1755 The Lisbon Earthquake
On the morning of November 1, All Saint’s Day, at 9:40, a massive earthquake, followed a tsunami, and a series of devastating fires destroyed the city of Lisbon and wrought havoc on much of the Portuguese coastal area. The quake’s effects were felt as far away as Brazil and Greenland. It is estimated that 40,000-50,000 people may have died with many more injured or homeless.
About 85% of the city was destroyed. Palaces, hospitals, churches, homes and government buildings were obliterated. Precious libraries and art work were lost forever as well as much of the architecture of earlier ages. (Those who find the distinctive Portuguese late Gothic style known as Manueline to be too ugly for words will not rue the destruction of the Ribeira Palace.)
The saviour of Lisbon was the Prime Minister Sebastião de Melo, later ennobled as the Marquis of Pombal. His immediate task was to “bury the dead and heal the living” but important decisions were to be made about the future of the city. Should it be abandoned, rebuilt with scavenged material, or levelled and rebuilt from scratch? It was the latter course that was adopted. The dark, narrow and winding streets of medieval Lisbon were gone, and a beautiful new central Lisbon emerged with wide streets laid out in a grid, spacious squares and a handsome neoclassical architecture that came to be known as Pombaline. These new buildings were designed to be earthquake-proof, one of the earliest attempts at anti-seismic building; many of them were pre-fabricated outside the city and moved quickly into place.

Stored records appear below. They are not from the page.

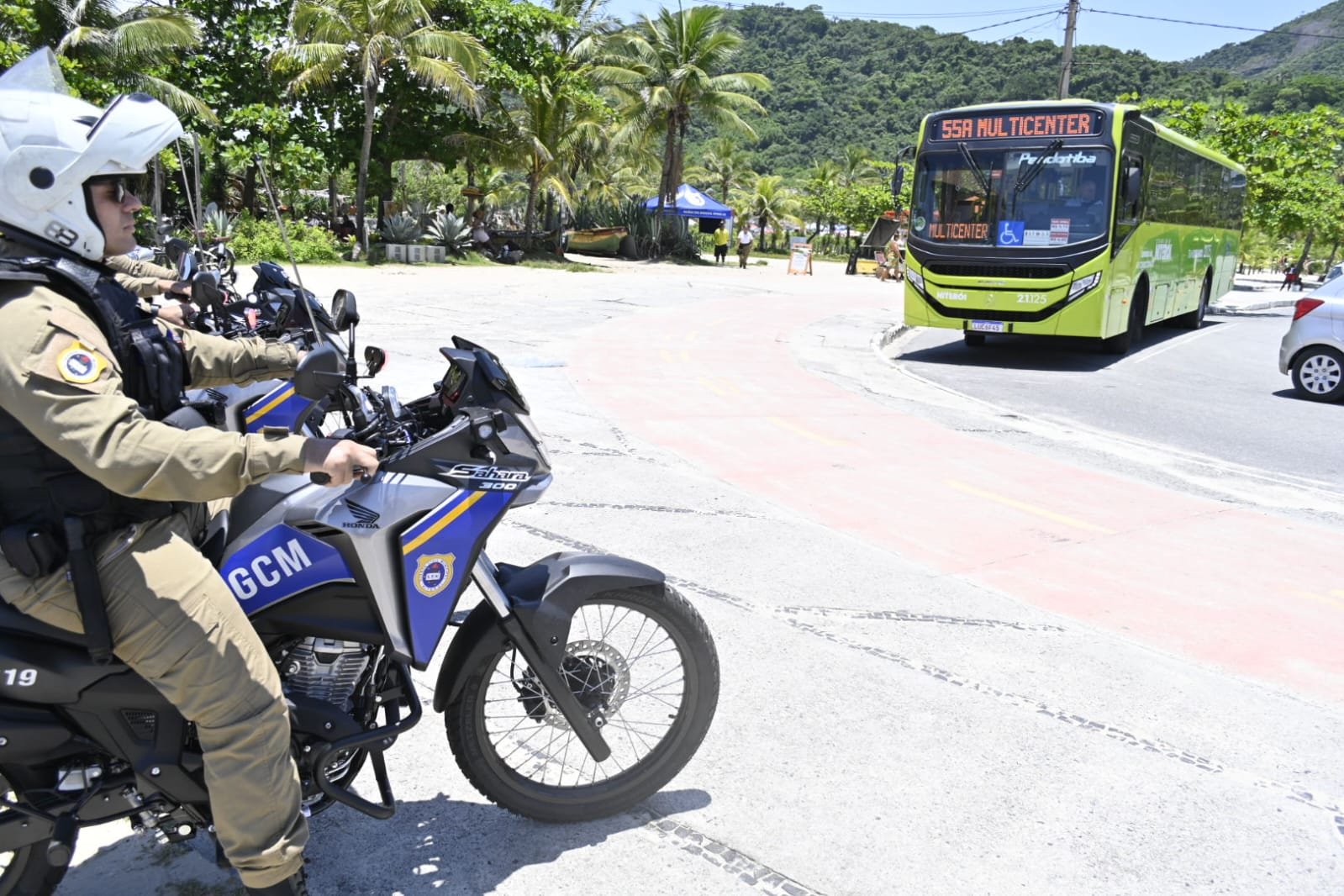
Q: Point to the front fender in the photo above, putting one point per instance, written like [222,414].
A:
[545,597]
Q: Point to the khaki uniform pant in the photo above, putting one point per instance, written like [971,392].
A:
[175,622]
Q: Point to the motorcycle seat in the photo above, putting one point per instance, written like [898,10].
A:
[13,624]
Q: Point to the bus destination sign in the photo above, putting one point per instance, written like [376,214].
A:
[1016,124]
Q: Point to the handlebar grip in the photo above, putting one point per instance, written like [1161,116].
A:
[323,478]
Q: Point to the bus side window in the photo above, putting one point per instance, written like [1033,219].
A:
[1129,199]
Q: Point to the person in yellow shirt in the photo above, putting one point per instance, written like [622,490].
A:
[720,245]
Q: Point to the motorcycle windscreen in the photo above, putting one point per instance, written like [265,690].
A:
[280,563]
[437,556]
[280,408]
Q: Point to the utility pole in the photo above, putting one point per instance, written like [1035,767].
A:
[1069,49]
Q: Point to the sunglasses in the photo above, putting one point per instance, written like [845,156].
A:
[121,187]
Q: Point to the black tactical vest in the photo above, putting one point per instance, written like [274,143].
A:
[40,488]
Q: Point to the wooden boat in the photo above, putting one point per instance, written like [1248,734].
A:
[597,240]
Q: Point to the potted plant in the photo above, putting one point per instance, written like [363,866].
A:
[399,234]
[451,235]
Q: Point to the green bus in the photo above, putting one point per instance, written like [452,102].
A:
[1066,218]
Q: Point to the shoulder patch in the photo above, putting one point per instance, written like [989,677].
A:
[80,364]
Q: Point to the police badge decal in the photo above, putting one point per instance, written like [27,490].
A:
[80,364]
[433,572]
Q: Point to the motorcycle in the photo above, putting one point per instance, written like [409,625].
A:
[579,685]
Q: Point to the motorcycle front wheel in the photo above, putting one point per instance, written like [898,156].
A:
[646,657]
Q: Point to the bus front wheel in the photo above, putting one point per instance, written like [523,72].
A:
[1195,319]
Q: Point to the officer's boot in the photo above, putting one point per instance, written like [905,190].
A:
[294,886]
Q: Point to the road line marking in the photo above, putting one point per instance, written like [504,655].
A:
[1029,508]
[800,430]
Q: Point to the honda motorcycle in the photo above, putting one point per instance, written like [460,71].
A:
[576,688]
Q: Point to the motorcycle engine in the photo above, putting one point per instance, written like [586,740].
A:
[325,669]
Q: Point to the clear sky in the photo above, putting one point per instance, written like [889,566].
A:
[1157,40]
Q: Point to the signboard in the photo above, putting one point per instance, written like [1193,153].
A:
[800,258]
[1009,125]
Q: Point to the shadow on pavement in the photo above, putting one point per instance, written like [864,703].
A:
[1041,352]
[440,846]
[1292,395]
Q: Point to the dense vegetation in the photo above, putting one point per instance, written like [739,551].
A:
[1301,46]
[556,114]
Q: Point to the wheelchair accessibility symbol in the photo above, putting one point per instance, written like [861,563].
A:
[1011,233]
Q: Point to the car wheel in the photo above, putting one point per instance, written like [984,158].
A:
[1319,374]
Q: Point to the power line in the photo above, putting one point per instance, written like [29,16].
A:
[1214,24]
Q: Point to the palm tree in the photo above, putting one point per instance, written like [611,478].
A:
[724,168]
[820,177]
[551,123]
[773,203]
[368,36]
[123,43]
[855,166]
[667,69]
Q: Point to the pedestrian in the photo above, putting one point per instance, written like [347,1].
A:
[85,383]
[744,246]
[720,244]
[1290,277]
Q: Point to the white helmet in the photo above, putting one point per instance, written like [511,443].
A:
[51,144]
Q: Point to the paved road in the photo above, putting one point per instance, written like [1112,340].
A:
[902,711]
[1214,391]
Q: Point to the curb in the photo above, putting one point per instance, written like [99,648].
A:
[1253,307]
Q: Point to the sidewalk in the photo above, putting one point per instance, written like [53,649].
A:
[1258,293]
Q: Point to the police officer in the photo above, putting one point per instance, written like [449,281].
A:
[150,281]
[85,379]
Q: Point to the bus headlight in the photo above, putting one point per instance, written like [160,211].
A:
[1083,285]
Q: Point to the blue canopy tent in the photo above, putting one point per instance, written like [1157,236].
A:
[693,203]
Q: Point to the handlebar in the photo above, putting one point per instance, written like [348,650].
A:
[323,478]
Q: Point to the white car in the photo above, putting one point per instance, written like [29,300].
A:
[1314,347]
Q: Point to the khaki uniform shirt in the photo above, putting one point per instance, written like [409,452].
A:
[76,404]
[140,277]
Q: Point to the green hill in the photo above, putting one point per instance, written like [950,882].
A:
[1308,50]
[841,82]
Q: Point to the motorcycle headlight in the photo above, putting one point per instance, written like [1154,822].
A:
[1081,287]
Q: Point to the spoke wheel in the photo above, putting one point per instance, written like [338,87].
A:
[1319,374]
[643,658]
[24,872]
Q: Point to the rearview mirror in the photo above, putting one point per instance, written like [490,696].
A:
[375,357]
[204,289]
[321,371]
[345,314]
[175,249]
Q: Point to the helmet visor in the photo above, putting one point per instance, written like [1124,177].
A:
[36,73]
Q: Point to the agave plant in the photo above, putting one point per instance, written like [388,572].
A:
[452,233]
[401,227]
[218,224]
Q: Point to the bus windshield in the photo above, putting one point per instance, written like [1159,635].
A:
[1036,197]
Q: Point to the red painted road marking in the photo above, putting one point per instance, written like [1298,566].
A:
[1247,592]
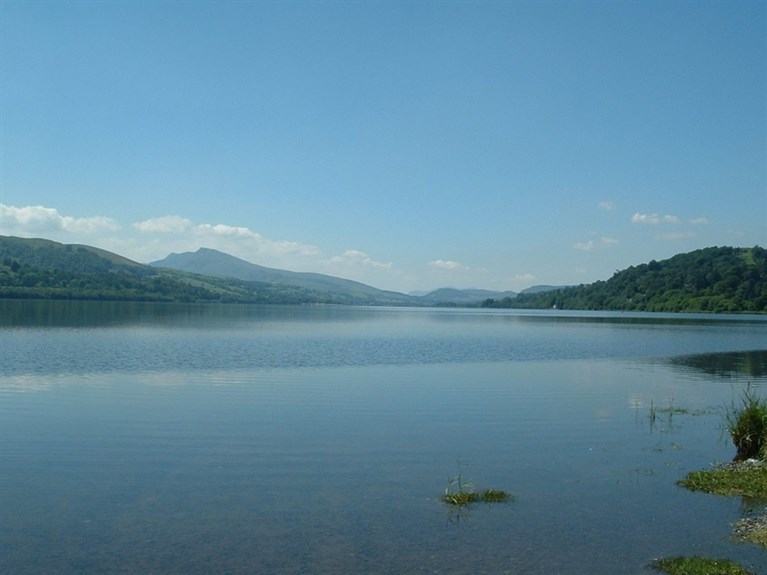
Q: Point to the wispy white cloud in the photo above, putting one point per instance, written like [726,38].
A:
[30,220]
[680,235]
[222,236]
[447,265]
[356,258]
[523,278]
[164,225]
[654,219]
[603,242]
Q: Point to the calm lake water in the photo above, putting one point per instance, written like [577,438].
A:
[143,438]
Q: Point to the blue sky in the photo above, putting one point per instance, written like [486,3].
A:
[407,145]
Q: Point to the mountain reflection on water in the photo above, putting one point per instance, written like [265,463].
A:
[727,364]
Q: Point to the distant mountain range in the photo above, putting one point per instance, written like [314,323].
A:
[218,264]
[709,280]
[40,268]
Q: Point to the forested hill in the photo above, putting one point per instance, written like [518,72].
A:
[718,279]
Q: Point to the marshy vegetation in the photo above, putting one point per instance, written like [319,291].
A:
[698,566]
[745,476]
[461,493]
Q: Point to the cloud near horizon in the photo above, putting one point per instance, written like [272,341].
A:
[358,258]
[603,242]
[39,219]
[447,265]
[654,219]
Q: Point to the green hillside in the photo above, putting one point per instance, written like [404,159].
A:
[716,280]
[43,269]
[218,264]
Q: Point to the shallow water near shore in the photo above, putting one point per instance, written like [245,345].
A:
[140,438]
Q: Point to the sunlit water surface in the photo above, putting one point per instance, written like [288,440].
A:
[138,438]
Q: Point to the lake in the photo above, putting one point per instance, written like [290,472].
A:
[154,438]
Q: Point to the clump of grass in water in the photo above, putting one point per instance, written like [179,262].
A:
[698,566]
[745,480]
[460,493]
[747,425]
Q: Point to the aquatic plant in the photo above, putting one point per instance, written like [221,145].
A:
[696,565]
[460,492]
[748,480]
[747,425]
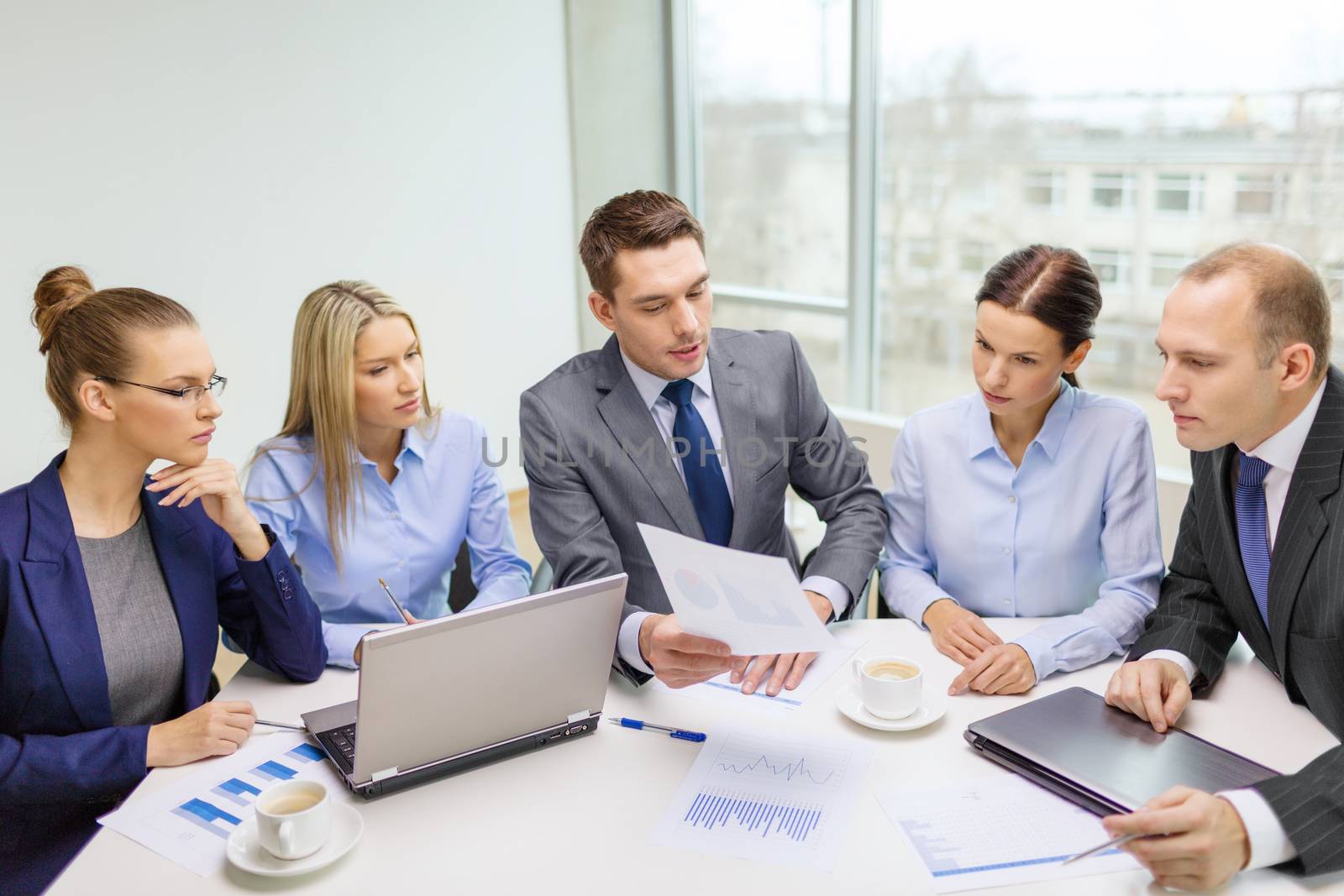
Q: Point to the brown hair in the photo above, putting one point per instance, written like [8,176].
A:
[1057,286]
[643,219]
[1290,302]
[87,332]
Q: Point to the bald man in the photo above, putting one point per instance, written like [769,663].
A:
[1245,338]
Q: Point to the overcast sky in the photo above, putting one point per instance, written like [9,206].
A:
[800,49]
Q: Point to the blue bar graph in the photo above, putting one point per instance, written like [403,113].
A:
[275,772]
[741,813]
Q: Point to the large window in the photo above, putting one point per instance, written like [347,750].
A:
[860,163]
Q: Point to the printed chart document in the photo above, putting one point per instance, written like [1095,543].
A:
[721,688]
[768,799]
[192,821]
[991,832]
[750,602]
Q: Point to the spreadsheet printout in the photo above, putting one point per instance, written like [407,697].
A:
[996,831]
[779,799]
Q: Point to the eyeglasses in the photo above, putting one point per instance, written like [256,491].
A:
[188,396]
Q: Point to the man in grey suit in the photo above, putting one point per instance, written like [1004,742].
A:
[1245,338]
[687,429]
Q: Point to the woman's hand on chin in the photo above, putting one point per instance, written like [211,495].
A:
[214,483]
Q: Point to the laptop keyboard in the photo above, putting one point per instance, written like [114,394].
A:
[340,745]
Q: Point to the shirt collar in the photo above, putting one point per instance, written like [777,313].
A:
[980,430]
[651,385]
[413,441]
[1283,449]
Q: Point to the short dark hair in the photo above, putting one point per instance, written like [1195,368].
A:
[1290,302]
[1054,285]
[642,219]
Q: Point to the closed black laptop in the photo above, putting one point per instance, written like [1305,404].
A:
[1101,758]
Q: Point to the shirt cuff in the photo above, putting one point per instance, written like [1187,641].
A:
[340,642]
[1178,658]
[1269,842]
[628,642]
[833,591]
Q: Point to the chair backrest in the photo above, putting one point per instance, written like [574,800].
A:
[461,590]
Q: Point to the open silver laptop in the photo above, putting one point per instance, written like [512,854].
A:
[454,694]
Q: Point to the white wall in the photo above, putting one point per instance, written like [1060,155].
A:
[237,155]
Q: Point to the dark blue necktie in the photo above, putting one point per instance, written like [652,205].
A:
[703,474]
[1253,528]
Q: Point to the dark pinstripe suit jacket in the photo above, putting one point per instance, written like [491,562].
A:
[1206,602]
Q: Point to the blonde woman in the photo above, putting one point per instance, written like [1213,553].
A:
[367,479]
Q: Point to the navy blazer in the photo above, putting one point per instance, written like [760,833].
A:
[62,762]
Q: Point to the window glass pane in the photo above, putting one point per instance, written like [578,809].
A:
[773,83]
[1070,144]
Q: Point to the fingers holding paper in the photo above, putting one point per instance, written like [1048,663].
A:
[680,660]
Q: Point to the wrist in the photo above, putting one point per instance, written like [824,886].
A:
[645,638]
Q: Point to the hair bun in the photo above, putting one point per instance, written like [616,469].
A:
[60,291]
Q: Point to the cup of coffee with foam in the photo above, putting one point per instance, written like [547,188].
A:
[293,819]
[889,687]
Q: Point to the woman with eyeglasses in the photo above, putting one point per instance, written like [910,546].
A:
[367,479]
[113,584]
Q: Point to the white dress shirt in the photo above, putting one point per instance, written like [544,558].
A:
[664,416]
[1268,840]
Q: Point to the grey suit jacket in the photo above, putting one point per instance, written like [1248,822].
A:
[597,465]
[1206,600]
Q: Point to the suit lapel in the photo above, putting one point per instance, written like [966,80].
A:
[736,399]
[624,412]
[1304,521]
[187,577]
[55,578]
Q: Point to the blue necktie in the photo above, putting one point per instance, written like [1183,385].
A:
[703,474]
[1253,528]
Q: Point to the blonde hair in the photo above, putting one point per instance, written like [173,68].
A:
[322,391]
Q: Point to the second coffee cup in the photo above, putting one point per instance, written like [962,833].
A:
[889,687]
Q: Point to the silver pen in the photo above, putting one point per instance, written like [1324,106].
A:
[1109,844]
[401,611]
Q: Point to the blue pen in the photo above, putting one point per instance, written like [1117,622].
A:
[648,726]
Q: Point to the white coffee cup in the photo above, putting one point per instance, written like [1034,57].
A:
[293,819]
[889,687]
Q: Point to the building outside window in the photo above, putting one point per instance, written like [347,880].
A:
[1113,191]
[853,160]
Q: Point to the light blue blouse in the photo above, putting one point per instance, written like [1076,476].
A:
[1070,533]
[407,531]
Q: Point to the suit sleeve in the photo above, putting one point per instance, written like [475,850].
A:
[1189,616]
[265,609]
[1310,808]
[566,519]
[831,474]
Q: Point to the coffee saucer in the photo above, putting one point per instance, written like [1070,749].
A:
[932,705]
[246,852]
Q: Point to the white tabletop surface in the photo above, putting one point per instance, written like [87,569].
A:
[578,815]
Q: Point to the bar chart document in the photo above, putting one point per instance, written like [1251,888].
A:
[1003,829]
[768,799]
[190,822]
[750,602]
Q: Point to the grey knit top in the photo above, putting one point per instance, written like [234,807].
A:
[141,642]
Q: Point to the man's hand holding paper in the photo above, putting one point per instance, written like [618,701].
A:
[732,610]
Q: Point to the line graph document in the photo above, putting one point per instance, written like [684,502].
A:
[992,832]
[750,602]
[768,799]
[192,820]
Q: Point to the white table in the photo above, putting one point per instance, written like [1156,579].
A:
[578,815]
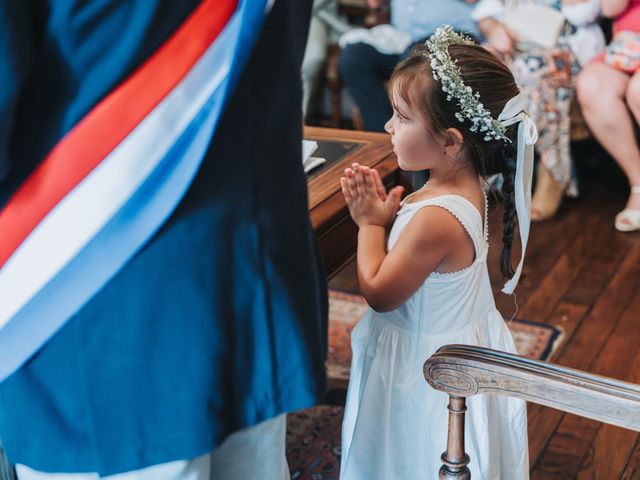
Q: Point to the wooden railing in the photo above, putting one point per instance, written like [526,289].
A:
[462,371]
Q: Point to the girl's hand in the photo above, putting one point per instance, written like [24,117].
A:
[368,202]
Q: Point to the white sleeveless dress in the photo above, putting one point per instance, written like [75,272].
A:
[395,424]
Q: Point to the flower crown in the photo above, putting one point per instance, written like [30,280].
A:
[448,74]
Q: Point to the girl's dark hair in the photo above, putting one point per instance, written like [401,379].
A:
[494,82]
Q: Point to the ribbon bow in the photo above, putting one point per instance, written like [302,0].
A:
[513,112]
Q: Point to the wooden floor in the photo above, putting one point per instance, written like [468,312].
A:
[584,277]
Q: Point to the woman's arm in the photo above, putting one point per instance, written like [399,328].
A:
[613,8]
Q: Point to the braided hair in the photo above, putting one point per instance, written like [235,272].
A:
[487,75]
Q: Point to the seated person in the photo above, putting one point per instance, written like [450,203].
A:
[365,70]
[325,28]
[546,77]
[609,94]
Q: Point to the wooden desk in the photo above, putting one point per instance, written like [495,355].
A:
[335,231]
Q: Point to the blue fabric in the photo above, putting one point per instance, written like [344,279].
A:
[144,212]
[219,322]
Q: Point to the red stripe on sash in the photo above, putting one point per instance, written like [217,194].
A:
[109,122]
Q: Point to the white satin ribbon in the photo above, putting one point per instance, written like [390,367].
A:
[513,112]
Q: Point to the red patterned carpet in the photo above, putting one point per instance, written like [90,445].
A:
[313,435]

Though Lisbon was confidently rebuilt, the disaster seems to have shaken European philosophy as well. Voltaire used the catastrophe to mock the optimism of Leibniz and Pope, asking “And can you then impute a sinful deed/ To babes who on their mothers’ bosoms bleed?/ Was then more vice in fallen Lisbon found,/ Than Paris, where voluptuous joys abound?/Was less debauchery to London known,/ Where opulence luxurious holds the throne?” Kant and Rousseau also weighed in on the subject.